Ned Williamson: What might you say about a player who hit more than 40 percent of his career home runs in a single season? “Why, that’s Brady Anderson,” you would say. But that’s wrong, as Anderson actually hit less than a quarter of his career homers during his now highly questionable 1996 season.
The man in question is Ned (or “Ed,” sources vary) Williamson. In 1884 Williamson, playing for the Chicago White Stockings—confusingly, that’s the franchise that would become the Cubs—hit 27 home runs. The rest of his career he hit just 37, and never more than nine in a single season. So where did the unexpected boost of power come from?
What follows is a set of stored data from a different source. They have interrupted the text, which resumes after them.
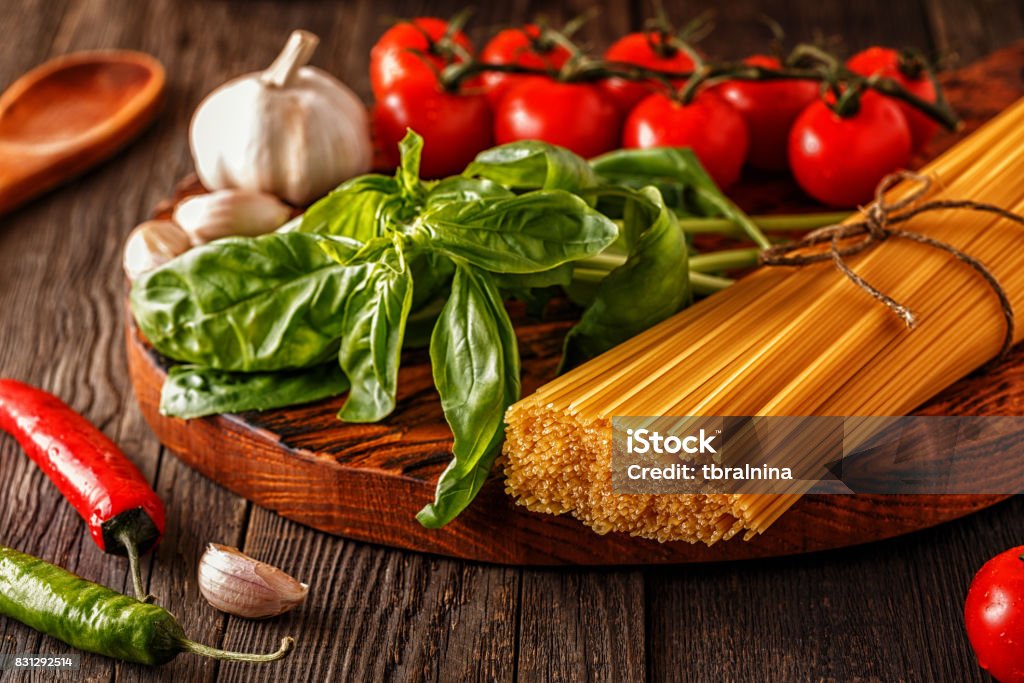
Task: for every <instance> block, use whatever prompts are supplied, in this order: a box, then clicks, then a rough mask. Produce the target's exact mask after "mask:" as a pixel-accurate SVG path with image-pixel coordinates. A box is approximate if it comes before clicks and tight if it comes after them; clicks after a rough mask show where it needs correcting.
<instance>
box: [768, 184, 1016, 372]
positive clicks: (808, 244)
mask: <svg viewBox="0 0 1024 683" xmlns="http://www.w3.org/2000/svg"><path fill="white" fill-rule="evenodd" d="M903 180H907V181H909V182H913V183H915V184H916V187H914V188H913V189H911V190H910V191H909V193H907V194H906V196H904V197H903V198H902V199H899V200H896V201H893V202H889V201H887V200H886V193H888V191H889V190H890V189H892V188H893V187H894V186H895V185H896V184H898V183H899V182H902V181H903ZM931 188H932V179H931V178H929V177H928V176H926V175H921V174H919V173H913V172H910V171H899V172H897V173H893V174H891V175H887V176H886V177H885V178H883V179H882V182H880V183H879V186H878V187H877V188H876V189H874V201H873V202H872V203H871V204H870V205H868V206H867V207H864V208H862V209H861V210H860V211H861V214H862V216H863V218H862V219H861V220H858V221H854V222H849V223H837V224H836V225H826V226H825V227H820V228H818V229H816V230H813V231H812V232H808V233H807V236H805V237H804V238H803V239H801V240H798V241H796V242H791V243H787V244H784V245H779V246H777V247H770V248H768V249H765V250H764V251H762V252H761V263H762V264H764V265H790V266H800V265H807V264H809V263H818V262H820V261H825V260H829V259H831V261H833V262H834V263H835V264H836V267H837V268H839V269H840V271H842V272H843V274H844V275H846V276H847V278H848V279H849V280H850V281H851V282H852V283H853V284H854V285H856V286H857V287H859V288H860V289H862V290H863V291H865V292H866V293H867V294H869V295H870V296H871V297H872V298H874V299H876V300H878V301H881V302H882V303H883V304H885V305H886V306H887V307H888V308H889V309H890V310H891V311H892V312H893V313H895V314H896V315H898V316H899V317H900V318H901V319H902V321H903V322H904V323H905V324H906V326H907V327H908V328H910V329H913V327H914V326H915V325H916V324H918V317H916V315H915V314H914V313H913V311H912V310H910V308H909V307H907V306H906V305H904V304H902V303H900V302H898V301H896V300H895V299H893V298H892V297H890V296H889V295H887V294H885V293H884V292H881V291H880V290H878V289H877V288H876V287H874V286H872V285H871V284H870V283H868V282H866V281H865V280H864V279H863V278H861V276H860V275H858V274H857V273H856V272H854V270H853V269H852V268H851V267H850V265H849V264H848V263H847V262H846V258H847V257H849V256H853V255H854V254H859V253H860V252H862V251H864V250H866V249H869V248H870V247H872V246H874V245H877V244H879V243H882V242H885V241H886V240H888V239H889V238H900V239H903V240H911V241H913V242H916V243H920V244H923V245H928V246H929V247H932V248H934V249H940V250H942V251H944V252H947V253H949V254H952V255H953V256H955V257H956V258H957V259H959V260H961V261H963V262H964V263H967V264H968V265H970V266H971V267H972V268H974V269H975V271H977V272H978V274H980V275H981V276H982V278H983V279H984V280H985V282H986V283H988V286H989V287H990V288H991V289H992V291H993V292H994V293H995V295H996V296H997V297H998V299H999V306H1000V308H1001V309H1002V315H1004V318H1005V319H1006V330H1005V334H1004V337H1002V346H1001V348H1000V350H999V354H998V356H997V357H1000V358H1001V357H1002V356H1004V355H1005V354H1006V353H1007V351H1008V350H1010V347H1011V346H1012V345H1013V340H1014V310H1013V307H1012V306H1011V304H1010V298H1009V297H1008V296H1007V293H1006V290H1004V289H1002V286H1001V285H1000V284H999V282H998V281H997V280H996V279H995V275H993V274H992V272H991V271H990V270H989V269H988V268H987V267H985V265H984V264H983V263H982V262H981V261H979V260H978V259H976V258H974V257H972V256H970V255H969V254H966V253H964V252H963V251H961V250H959V249H957V248H956V247H953V246H952V245H950V244H948V243H945V242H942V241H941V240H936V239H934V238H930V237H928V236H926V234H922V233H920V232H911V231H909V230H902V229H898V228H894V227H893V225H896V224H899V223H902V222H904V221H907V220H909V219H910V218H913V217H914V216H916V215H919V214H922V213H926V212H929V211H942V210H946V209H968V210H971V211H983V212H987V213H992V214H995V215H997V216H1000V217H1002V218H1006V219H1008V220H1012V221H1014V222H1017V223H1020V224H1022V225H1024V216H1021V215H1019V214H1016V213H1013V212H1012V211H1008V210H1007V209H1004V208H1001V207H997V206H994V205H991V204H985V203H982V202H973V201H971V200H932V201H930V202H920V200H922V199H924V197H925V196H926V195H927V194H928V193H929V190H931ZM825 243H828V245H829V246H828V249H826V250H824V251H820V250H819V251H810V252H808V251H806V250H808V249H809V248H813V247H815V246H818V245H821V244H825Z"/></svg>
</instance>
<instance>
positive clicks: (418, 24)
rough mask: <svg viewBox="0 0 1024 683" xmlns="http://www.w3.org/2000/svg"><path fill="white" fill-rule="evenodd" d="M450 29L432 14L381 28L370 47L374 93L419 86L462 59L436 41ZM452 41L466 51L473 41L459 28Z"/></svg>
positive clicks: (443, 19) (418, 17)
mask: <svg viewBox="0 0 1024 683" xmlns="http://www.w3.org/2000/svg"><path fill="white" fill-rule="evenodd" d="M447 30H449V23H447V22H445V20H444V19H439V18H435V17H433V16H421V17H418V18H415V19H412V20H410V22H401V23H399V24H395V25H394V26H393V27H391V28H390V29H388V30H387V31H385V32H384V35H383V36H381V37H380V40H378V41H377V43H376V44H375V45H374V46H373V48H372V49H371V50H370V85H371V87H372V88H373V91H374V96H375V97H377V98H378V99H380V98H382V97H383V96H384V95H385V94H386V93H387V92H389V91H391V90H394V89H395V88H403V87H414V88H416V87H419V86H423V85H427V84H434V83H436V82H437V74H436V72H435V70H436V71H437V72H439V71H441V70H442V69H444V67H446V66H449V65H450V63H452V62H455V61H462V59H461V58H460V57H459V56H458V55H457V54H454V53H445V52H444V49H443V46H442V45H441V44H439V42H438V41H440V40H441V38H443V37H444V35H445V34H446V33H447ZM453 41H454V42H455V43H456V44H457V45H459V46H460V47H461V48H462V49H464V50H465V51H466V52H468V53H472V52H473V44H472V43H471V42H469V38H467V37H466V34H464V33H463V32H461V31H457V32H456V33H455V35H454V36H453Z"/></svg>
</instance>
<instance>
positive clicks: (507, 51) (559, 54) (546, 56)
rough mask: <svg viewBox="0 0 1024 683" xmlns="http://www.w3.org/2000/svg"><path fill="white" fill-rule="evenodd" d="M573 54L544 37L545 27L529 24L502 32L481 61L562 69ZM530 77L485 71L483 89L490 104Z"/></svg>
mask: <svg viewBox="0 0 1024 683" xmlns="http://www.w3.org/2000/svg"><path fill="white" fill-rule="evenodd" d="M570 56H571V53H570V52H569V51H568V50H567V49H566V48H565V47H564V46H562V45H558V44H555V43H550V42H546V41H544V40H543V39H542V35H541V29H540V28H539V27H538V26H536V25H534V24H528V25H526V26H524V27H522V28H519V29H506V30H505V31H501V32H499V33H498V35H496V36H495V37H494V38H492V39H490V42H488V43H487V44H486V46H484V48H483V51H482V52H480V61H483V62H485V63H488V65H518V66H520V67H529V68H531V69H551V70H558V69H561V68H562V66H563V65H564V63H565V62H566V61H568V58H569V57H570ZM528 78H529V76H527V75H523V74H502V73H500V72H485V73H484V74H483V77H482V81H483V88H484V90H485V91H486V93H487V98H488V99H490V103H492V104H494V105H496V106H497V105H498V101H499V100H500V99H501V98H502V95H504V94H505V93H506V92H507V91H508V90H509V89H510V88H511V87H512V86H513V85H516V84H518V83H521V82H522V81H524V80H526V79H528Z"/></svg>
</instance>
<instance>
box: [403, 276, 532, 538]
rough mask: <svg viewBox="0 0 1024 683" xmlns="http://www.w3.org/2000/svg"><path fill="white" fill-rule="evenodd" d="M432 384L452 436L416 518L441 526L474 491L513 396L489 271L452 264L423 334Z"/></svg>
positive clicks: (499, 311)
mask: <svg viewBox="0 0 1024 683" xmlns="http://www.w3.org/2000/svg"><path fill="white" fill-rule="evenodd" d="M430 361H431V366H432V367H433V374H434V384H435V385H436V386H437V391H438V393H439V394H440V397H441V405H442V407H443V409H444V418H445V419H446V420H447V422H449V425H450V426H451V427H452V432H453V433H454V434H455V444H454V447H453V459H452V462H451V463H450V464H449V466H447V468H445V470H444V471H443V472H442V473H441V475H440V478H439V479H438V480H437V489H436V492H435V495H434V502H433V503H431V504H429V505H427V506H426V507H424V508H423V509H422V510H421V511H420V513H419V514H418V515H417V516H416V518H417V519H418V520H419V521H420V523H421V524H423V525H424V526H426V527H428V528H437V527H440V526H443V525H444V524H446V523H447V522H450V521H452V520H453V519H454V518H455V517H456V516H458V515H459V513H460V512H462V511H463V510H464V509H466V506H468V505H469V504H470V503H471V502H472V501H473V499H474V498H475V497H476V495H477V493H479V490H480V487H481V486H482V485H483V483H484V481H486V479H487V476H488V475H489V474H490V468H492V467H493V466H494V463H495V459H496V458H497V457H498V454H499V452H500V451H501V444H502V441H503V439H504V435H505V434H504V432H505V429H504V426H505V411H506V410H507V409H508V407H509V405H511V404H512V403H514V402H515V401H516V400H518V398H519V391H520V385H519V351H518V347H517V344H516V338H515V331H514V330H513V329H512V323H511V321H509V317H508V313H507V312H506V310H505V306H504V304H503V303H502V297H501V294H500V292H499V291H498V287H497V286H496V285H495V284H494V282H492V279H490V275H489V274H488V273H486V272H481V271H479V270H477V269H475V268H473V267H472V266H468V265H462V264H460V265H458V266H457V268H456V273H455V280H454V281H453V283H452V295H451V296H450V297H449V301H447V303H446V304H445V305H444V309H443V310H442V311H441V315H440V317H439V318H438V321H437V325H436V327H435V328H434V333H433V335H432V336H431V338H430Z"/></svg>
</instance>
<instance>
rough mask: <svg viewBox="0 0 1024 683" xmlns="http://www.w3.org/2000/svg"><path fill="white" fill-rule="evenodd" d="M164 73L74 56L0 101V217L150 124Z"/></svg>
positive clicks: (141, 66) (43, 69)
mask: <svg viewBox="0 0 1024 683" xmlns="http://www.w3.org/2000/svg"><path fill="white" fill-rule="evenodd" d="M165 83H166V77H165V74H164V69H163V67H162V66H161V65H160V62H159V61H157V60H156V59H155V58H154V57H152V56H150V55H147V54H142V53H140V52H132V51H127V50H102V51H95V52H77V53H74V54H69V55H66V56H61V57H57V58H55V59H51V60H50V61H47V62H46V63H44V65H42V66H40V67H38V68H36V69H34V70H32V71H31V72H29V73H28V74H26V75H25V76H23V77H22V78H19V79H18V80H17V81H15V82H14V83H13V84H11V86H10V87H9V88H8V89H7V91H6V92H4V93H3V95H0V213H3V212H6V211H9V210H11V209H13V208H14V207H16V206H18V205H20V204H22V203H24V202H26V201H28V200H30V199H32V198H33V197H36V196H38V195H40V194H42V193H44V191H46V190H47V189H50V188H52V187H53V186H54V185H56V184H58V183H60V182H63V181H65V180H68V179H69V178H71V177H73V176H75V175H78V174H79V173H81V172H83V171H85V170H86V169H88V168H90V167H92V166H93V165H95V164H96V163H98V162H100V161H102V160H103V159H106V158H108V157H110V156H111V155H113V154H114V153H115V152H117V151H118V150H120V148H121V147H122V146H124V145H125V144H126V143H127V142H128V141H130V140H131V139H132V138H134V137H135V136H136V135H138V134H139V133H140V132H141V131H142V130H143V129H144V128H145V126H146V125H147V124H148V123H150V122H152V121H153V118H154V117H155V116H156V114H157V111H158V109H159V105H160V99H161V96H162V94H163V92H164V86H165Z"/></svg>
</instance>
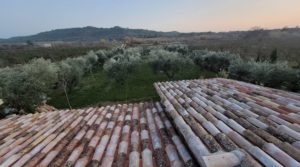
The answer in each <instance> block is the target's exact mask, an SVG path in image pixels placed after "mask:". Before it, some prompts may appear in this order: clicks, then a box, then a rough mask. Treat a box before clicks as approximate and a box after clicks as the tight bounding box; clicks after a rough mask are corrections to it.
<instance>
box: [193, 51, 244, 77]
mask: <svg viewBox="0 0 300 167" xmlns="http://www.w3.org/2000/svg"><path fill="white" fill-rule="evenodd" d="M191 58H192V59H193V61H194V62H195V64H197V65H199V66H200V67H202V68H205V69H207V70H210V71H213V72H219V71H222V70H226V71H227V70H228V67H229V66H230V64H231V62H232V61H233V60H236V59H240V57H239V56H238V55H235V54H231V53H229V52H213V51H206V50H203V51H194V52H193V53H192V55H191Z"/></svg>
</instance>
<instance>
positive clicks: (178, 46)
mask: <svg viewBox="0 0 300 167" xmlns="http://www.w3.org/2000/svg"><path fill="white" fill-rule="evenodd" d="M164 49H165V50H167V51H169V52H178V53H180V54H183V55H185V54H187V53H188V52H189V49H188V47H187V45H183V44H171V45H167V46H166V47H165V48H164Z"/></svg>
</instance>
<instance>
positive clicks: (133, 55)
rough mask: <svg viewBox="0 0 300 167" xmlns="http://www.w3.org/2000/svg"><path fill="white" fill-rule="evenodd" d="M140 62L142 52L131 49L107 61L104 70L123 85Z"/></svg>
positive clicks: (108, 74) (121, 84)
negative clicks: (126, 79) (125, 81)
mask: <svg viewBox="0 0 300 167" xmlns="http://www.w3.org/2000/svg"><path fill="white" fill-rule="evenodd" d="M140 60H141V54H140V50H139V49H135V48H130V49H128V50H125V51H124V52H123V54H117V55H115V56H113V57H112V58H110V59H109V60H107V61H106V62H105V63H104V65H103V69H104V71H105V72H106V74H107V75H108V77H109V78H111V79H112V80H114V81H116V82H118V83H120V84H121V85H123V84H124V83H125V81H126V79H127V77H128V76H129V75H130V74H131V73H132V72H133V71H134V70H135V69H136V66H137V65H138V63H139V62H140Z"/></svg>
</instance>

Not from a bottle, or a needle, but rather from a ground rule. Williamson played in Lakefront Park (also known by other names), which featured a right field fence fewer than 200 feet away. As such, any ball hit over the fence was considered a ground-rule double. In 1884, the club changed the rule to a home run. Not surprisingly, homer numbers shot up. The previous year the team as a whole had hit 13; in ’84 five of the starting nine tied or bettered that total.
Williamson’s 27 home runs stood as the single season record until Babe Ruth in 1919. Though all those home runs might have been radically out of line with the rest of his career, I’m confident in saying Williamson, just like David Wells and Ray Oyler, never went near a steroid.